Instant sharing. I once wrote around here that when you reduce friction, you increase frequency. When entry barriers lowered (vanished!) for anyone to share stuff online, two things happened. Internet was very quickly democratised; everyone, no matter their digital literacy, started contributing. Then, just as quickly, the signal to noise ratio collapsed. It became impossible to find the needle in the haystack. No worries, though, do you know who can help? Yes! The recommendation engine of YouTube! So, then again, this is an indirection to my point about algorithmically curated content. It is also a reflection on what happens when you give everyone a voice. Democratising is ethically laudable, but we must be aware that we are switching from one set of problems to another. As with everything in life, it all goes down to choosing what type of problems you prefer, and I must admit I miss the days in which this was a gathering on nerds clumsily crafting websites. Some things are better if they just take effort. That effort acts as a filter that at least guarantees that what gets done, at least, shows commitment, perseverance and enthusiasm of the maker.
Timebound publishing. I like and don’t like timelines. When someone came up with the idea of blogging, it immediately rooted. If you were around before, you’d have noticed that we built ugly websites with some navigation in the left by topic and mostly static content. Someone then thought that it’d be good to journal the entries. And it was good because up there, right when you open up the site, the most recent content always shows first. That is convenient, both for the producer of content and for the reader, so it quickly became the de facto standard. It was obviously endorsed by social media when they were born… twitter will show last tweets first, same with facebook, instagram, etc. It’s simply better… but it also has some drawbacks. It puts an emphasis on new, and new is not necessarily more relevant. I know it’s ironic to make this point from a blog, but I myself suffer from this. You may have noticed by now that I make an effort to write with very few reference to time sensitive content. I mostly try to reflect on stuff that is timeless. Then sometimes I point someone to this blog and realise that, perhaps, my last post is not really representative. Time is not really relevant for what I write.
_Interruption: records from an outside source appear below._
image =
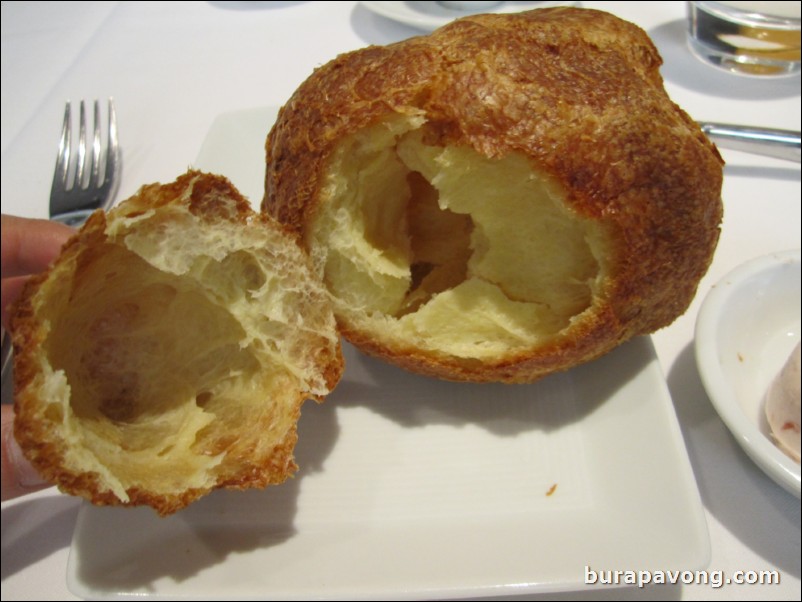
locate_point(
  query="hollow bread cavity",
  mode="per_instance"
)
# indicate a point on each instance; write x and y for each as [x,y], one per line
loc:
[172,381]
[449,250]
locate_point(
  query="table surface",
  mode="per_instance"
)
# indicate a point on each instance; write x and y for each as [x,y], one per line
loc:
[172,67]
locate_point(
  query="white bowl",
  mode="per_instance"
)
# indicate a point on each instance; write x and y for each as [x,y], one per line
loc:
[747,327]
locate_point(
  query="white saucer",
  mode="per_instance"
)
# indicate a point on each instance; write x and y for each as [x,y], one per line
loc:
[430,15]
[746,329]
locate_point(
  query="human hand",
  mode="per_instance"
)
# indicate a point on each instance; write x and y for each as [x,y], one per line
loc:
[28,247]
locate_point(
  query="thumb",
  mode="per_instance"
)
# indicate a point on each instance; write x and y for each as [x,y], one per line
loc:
[18,476]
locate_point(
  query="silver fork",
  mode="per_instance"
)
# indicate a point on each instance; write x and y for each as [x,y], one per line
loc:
[79,187]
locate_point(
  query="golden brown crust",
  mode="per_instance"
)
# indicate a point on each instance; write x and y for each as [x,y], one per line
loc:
[578,92]
[47,417]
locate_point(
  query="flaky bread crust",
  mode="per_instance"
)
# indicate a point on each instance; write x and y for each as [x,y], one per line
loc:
[52,430]
[576,91]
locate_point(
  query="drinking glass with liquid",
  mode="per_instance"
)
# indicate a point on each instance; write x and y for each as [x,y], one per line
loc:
[749,38]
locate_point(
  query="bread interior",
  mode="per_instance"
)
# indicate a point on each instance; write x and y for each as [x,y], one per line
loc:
[163,388]
[450,250]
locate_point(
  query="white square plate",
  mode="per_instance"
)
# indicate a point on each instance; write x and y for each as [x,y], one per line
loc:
[411,487]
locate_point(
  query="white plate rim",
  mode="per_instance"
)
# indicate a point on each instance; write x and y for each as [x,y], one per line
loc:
[645,401]
[763,452]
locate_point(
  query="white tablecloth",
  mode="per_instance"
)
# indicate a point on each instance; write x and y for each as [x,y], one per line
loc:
[172,67]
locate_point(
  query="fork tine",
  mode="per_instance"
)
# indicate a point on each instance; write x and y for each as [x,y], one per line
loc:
[112,152]
[95,171]
[78,182]
[63,158]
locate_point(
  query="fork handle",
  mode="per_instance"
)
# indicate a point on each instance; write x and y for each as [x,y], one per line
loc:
[780,144]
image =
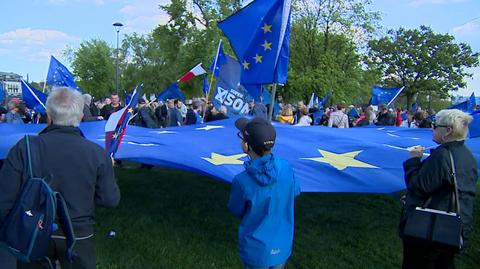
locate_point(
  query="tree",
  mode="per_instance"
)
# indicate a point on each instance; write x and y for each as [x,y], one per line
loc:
[424,62]
[190,37]
[324,50]
[94,65]
[348,17]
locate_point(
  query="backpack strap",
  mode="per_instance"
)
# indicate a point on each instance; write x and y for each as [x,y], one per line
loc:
[29,156]
[65,223]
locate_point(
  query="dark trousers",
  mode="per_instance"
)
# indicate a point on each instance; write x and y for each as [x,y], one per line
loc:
[84,250]
[417,257]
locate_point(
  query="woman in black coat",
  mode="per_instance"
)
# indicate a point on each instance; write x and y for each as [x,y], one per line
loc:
[432,178]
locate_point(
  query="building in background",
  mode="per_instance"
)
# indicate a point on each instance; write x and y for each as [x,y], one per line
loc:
[11,84]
I acknowledge this is useful for habitual readers, but again, this convenience comes at a cost: we get fed by new, not by better, and time buries the most powerful ideas into the oblivion of the vertical scroll.
All in all, my feeling is that all these trends have turned the Internet into one big shopping mall full of indistinguishable clothing franchises. The internet is full of people on a Saturday evening, buying the same stuff, getting excited by the last trend, a trend that some big corporation deducted by running analytics on the last purchasing behaviour of the masses. This is our brave new world. We must reclaim our soul, also in the digital space; we must restore our digital souls, run away to the digital villages, to the digital libraries and to the digital bars. We will have to find them, though. We may have to build them.